Peur de draguer ou peur de s’engager ? (1)

 

Jusqu’à présent, nous avons beaucoup parlé de peur dans ce blogue : peur du rejet, peur de passer pour un macho, peur du ridicule, etc. Aujourd’hui, attaquons-nous à un autre type de crainte, qui est tout aussi chronique chez nos contemporains : la peur de l’engagement amoureux.

La plupart de mes consœurs vous le diront : les hommes ont une peur bleue de l’engagement, c’est presque un cliché. Et j’en viens parfois à me demander si, pour ces messieurs, draguer ne serait pas aussi devenu une forme d’engagement qu’ils fuient à toutes jambes.

Comme le faisait remarquer mon comparse Jean-Sébastien dans sa réponse au commentaire d’un internaute, «Séduire, c’est un code social, une façon d’entrer en contact avec les gens, d’être aimable en société. Au Québec, malheureusement, ce code social est mal compris, peu et mal pratiqué.»

Voici mon raisonnement : dans la Belle province, la séduction a été déviée de sa fonction initiale.
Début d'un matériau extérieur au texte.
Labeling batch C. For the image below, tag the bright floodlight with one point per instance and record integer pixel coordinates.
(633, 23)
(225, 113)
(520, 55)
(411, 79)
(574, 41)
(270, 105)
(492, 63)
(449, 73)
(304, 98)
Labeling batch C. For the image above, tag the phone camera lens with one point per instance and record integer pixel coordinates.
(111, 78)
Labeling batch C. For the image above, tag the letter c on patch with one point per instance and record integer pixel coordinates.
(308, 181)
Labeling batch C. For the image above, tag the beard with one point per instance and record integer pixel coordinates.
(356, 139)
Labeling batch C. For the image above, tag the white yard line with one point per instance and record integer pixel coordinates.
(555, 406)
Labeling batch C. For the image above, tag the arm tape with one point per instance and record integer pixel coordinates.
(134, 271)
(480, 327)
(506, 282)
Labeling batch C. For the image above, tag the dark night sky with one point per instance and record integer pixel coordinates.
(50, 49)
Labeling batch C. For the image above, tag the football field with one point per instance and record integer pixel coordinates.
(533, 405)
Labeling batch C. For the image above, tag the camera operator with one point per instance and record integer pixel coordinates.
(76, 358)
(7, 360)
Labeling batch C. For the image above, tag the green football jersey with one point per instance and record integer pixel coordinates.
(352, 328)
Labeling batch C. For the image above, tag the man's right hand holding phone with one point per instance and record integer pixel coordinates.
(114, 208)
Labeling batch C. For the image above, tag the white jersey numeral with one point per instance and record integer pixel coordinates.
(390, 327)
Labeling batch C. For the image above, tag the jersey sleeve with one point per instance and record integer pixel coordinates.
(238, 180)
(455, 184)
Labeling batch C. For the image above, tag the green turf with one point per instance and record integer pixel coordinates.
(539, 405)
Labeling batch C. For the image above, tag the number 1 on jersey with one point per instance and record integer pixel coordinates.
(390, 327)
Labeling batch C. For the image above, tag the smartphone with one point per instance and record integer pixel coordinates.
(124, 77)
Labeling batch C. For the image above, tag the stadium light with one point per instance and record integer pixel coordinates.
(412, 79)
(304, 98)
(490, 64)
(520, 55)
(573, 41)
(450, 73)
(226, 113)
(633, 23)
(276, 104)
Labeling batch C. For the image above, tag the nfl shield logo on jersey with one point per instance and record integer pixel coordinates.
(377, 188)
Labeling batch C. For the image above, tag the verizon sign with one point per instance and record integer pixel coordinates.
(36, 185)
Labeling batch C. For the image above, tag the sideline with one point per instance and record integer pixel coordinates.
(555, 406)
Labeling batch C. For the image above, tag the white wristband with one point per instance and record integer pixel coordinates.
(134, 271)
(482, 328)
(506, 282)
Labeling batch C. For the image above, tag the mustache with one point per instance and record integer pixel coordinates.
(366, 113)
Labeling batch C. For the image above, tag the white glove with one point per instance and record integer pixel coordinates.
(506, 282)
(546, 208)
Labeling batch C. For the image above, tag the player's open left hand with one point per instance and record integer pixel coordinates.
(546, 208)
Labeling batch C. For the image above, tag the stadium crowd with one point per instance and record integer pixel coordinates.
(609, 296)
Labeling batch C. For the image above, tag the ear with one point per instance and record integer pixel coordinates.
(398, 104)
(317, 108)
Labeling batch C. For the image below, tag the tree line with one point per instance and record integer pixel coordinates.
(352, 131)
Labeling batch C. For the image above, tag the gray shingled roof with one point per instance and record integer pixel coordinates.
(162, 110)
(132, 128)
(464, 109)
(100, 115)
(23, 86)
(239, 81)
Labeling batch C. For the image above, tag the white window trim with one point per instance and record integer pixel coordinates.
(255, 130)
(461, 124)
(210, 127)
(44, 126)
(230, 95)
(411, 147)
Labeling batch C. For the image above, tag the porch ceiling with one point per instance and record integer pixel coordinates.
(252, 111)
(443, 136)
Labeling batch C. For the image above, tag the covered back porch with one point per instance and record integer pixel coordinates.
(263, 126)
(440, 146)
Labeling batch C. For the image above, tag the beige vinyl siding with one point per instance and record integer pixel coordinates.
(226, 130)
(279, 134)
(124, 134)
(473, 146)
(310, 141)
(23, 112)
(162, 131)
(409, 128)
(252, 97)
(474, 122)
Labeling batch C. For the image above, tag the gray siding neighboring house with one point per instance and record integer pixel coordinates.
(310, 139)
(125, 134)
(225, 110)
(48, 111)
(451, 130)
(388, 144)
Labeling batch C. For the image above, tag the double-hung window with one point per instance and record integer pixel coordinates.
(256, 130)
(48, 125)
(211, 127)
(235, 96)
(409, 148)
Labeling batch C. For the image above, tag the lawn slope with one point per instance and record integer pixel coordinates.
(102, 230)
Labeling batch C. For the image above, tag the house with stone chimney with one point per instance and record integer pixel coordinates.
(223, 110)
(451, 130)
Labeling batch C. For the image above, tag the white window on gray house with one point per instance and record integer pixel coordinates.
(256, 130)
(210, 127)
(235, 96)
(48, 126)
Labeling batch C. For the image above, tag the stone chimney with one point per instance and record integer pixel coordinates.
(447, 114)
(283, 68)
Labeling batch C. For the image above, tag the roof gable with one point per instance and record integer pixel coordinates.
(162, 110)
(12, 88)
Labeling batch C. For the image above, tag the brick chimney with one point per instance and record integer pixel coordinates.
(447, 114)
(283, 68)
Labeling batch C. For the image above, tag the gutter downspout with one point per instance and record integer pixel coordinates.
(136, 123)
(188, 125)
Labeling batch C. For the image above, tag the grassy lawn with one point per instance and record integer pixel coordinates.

Au lieu d’être considérée et vécue comme un simple jeu, une façon légère d’entrer en contact avec le sexe opposé, elle s’est alourdie d’une autre signification, d’un véritable enjeu qui ne devrait pas être le sien.
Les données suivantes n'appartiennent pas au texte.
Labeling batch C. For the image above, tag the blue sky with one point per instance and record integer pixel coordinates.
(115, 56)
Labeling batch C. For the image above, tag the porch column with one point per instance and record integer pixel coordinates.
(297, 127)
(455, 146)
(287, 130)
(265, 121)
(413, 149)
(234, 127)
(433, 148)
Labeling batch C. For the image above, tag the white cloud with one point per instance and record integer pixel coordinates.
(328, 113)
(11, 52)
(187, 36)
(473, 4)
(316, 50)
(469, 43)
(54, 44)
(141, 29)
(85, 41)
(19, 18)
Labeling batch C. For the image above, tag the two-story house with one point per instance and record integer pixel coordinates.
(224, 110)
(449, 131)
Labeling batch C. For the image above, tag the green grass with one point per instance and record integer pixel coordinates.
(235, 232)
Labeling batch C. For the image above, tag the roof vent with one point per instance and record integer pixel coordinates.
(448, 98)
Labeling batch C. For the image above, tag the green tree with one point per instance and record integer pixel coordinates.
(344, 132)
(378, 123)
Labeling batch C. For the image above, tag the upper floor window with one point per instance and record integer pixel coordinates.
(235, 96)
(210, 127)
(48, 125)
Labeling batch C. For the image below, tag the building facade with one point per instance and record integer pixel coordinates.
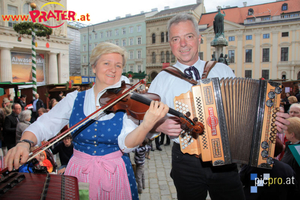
(263, 40)
(128, 32)
(15, 56)
(158, 50)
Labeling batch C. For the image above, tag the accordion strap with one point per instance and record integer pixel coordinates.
(208, 66)
(176, 72)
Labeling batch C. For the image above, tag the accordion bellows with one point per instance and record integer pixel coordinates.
(239, 120)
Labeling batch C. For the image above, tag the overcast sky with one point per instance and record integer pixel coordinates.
(104, 10)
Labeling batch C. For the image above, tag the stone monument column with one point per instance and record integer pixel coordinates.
(52, 71)
(6, 68)
(219, 41)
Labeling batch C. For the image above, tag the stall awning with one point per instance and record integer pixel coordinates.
(1, 91)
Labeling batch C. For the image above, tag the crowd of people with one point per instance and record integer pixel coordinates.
(98, 153)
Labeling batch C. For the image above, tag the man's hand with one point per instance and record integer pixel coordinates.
(171, 126)
(17, 156)
(281, 122)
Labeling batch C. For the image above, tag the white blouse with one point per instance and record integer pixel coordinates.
(49, 124)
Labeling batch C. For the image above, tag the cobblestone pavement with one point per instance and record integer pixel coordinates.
(158, 183)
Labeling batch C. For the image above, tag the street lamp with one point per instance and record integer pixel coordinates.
(89, 51)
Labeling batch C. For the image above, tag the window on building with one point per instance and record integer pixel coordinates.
(231, 56)
(153, 38)
(167, 37)
(131, 41)
(26, 9)
(153, 57)
(250, 11)
(130, 54)
(266, 55)
(139, 40)
(248, 37)
(167, 56)
(265, 18)
(162, 36)
(162, 57)
(172, 57)
(265, 74)
(285, 34)
(248, 73)
(284, 7)
(12, 11)
(266, 36)
(231, 38)
(248, 55)
(201, 55)
(284, 54)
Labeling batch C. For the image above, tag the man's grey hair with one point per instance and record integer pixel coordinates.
(24, 115)
(182, 18)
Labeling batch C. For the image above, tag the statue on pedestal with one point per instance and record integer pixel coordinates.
(219, 24)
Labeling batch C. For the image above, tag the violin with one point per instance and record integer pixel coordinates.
(136, 105)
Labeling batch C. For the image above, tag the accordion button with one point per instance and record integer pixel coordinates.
(264, 153)
(271, 95)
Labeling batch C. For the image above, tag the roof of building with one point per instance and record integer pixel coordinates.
(176, 10)
(238, 15)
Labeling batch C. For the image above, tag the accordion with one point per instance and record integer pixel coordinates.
(38, 186)
(239, 120)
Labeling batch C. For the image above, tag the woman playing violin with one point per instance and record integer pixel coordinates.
(99, 150)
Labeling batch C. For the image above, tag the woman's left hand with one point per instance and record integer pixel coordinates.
(157, 110)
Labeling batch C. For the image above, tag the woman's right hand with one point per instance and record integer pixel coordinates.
(17, 156)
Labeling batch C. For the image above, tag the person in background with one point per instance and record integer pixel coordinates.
(192, 177)
(7, 106)
(139, 159)
(60, 96)
(65, 150)
(292, 134)
(100, 155)
(286, 103)
(37, 104)
(41, 111)
(22, 101)
(292, 99)
(24, 122)
(44, 162)
(10, 126)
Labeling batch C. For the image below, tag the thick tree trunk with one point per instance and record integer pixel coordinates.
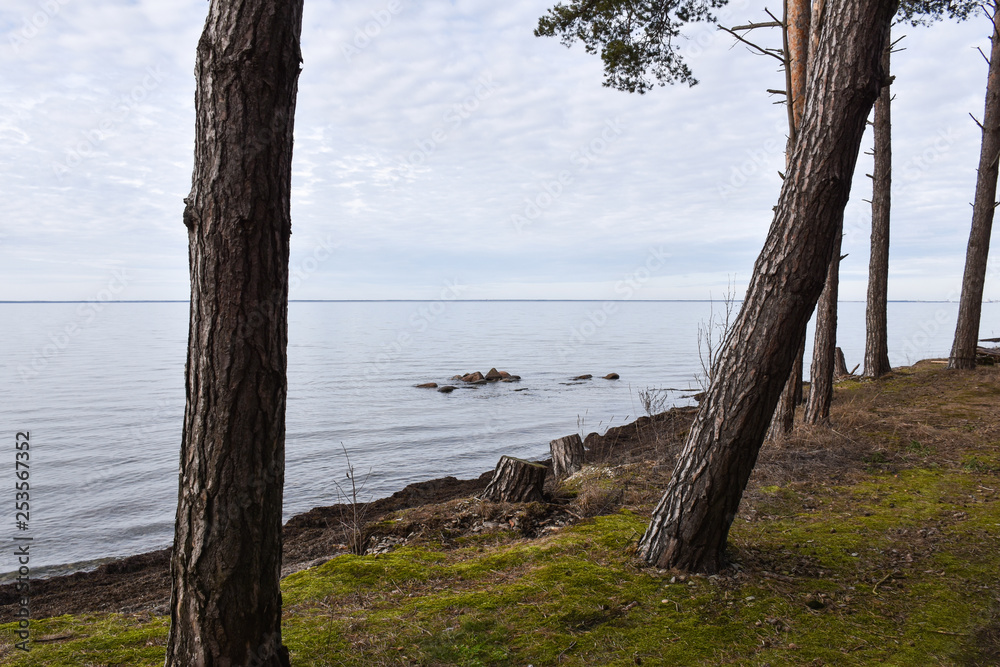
(876, 320)
(226, 605)
(515, 481)
(690, 525)
(567, 455)
(783, 420)
(796, 34)
(825, 345)
(963, 351)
Annoncer ses couleurs à une femme, lui montrer sans équivoque son intérêt, est un comportement qui plonge ces messieurs dans un abîme de perplexité, car ils craignent que cela ne soit décodé par ces dames comme le signal clair d’une volonté d’engagement. Vous avez peut-être déjà entendu, de la bouche d’un homme célibataire : «Oui, bon, d’accord, elle me plaît, mais faudrait quand même pas qu’elle s’imagine que je vais me marier avec elle !» Ou encore : «Ben là, faudrait pas qu’elle pense qu’elle est devenue ma blonde officielle !»

À cet égard, lorsqu’on scrute un peu les blogues animés par de jeunes hommes, on se rend compte à quel point cette notion de «blonde officielle» est un sujet de discussion récurrent. C’est dire à quel point l’engagement les terrifie !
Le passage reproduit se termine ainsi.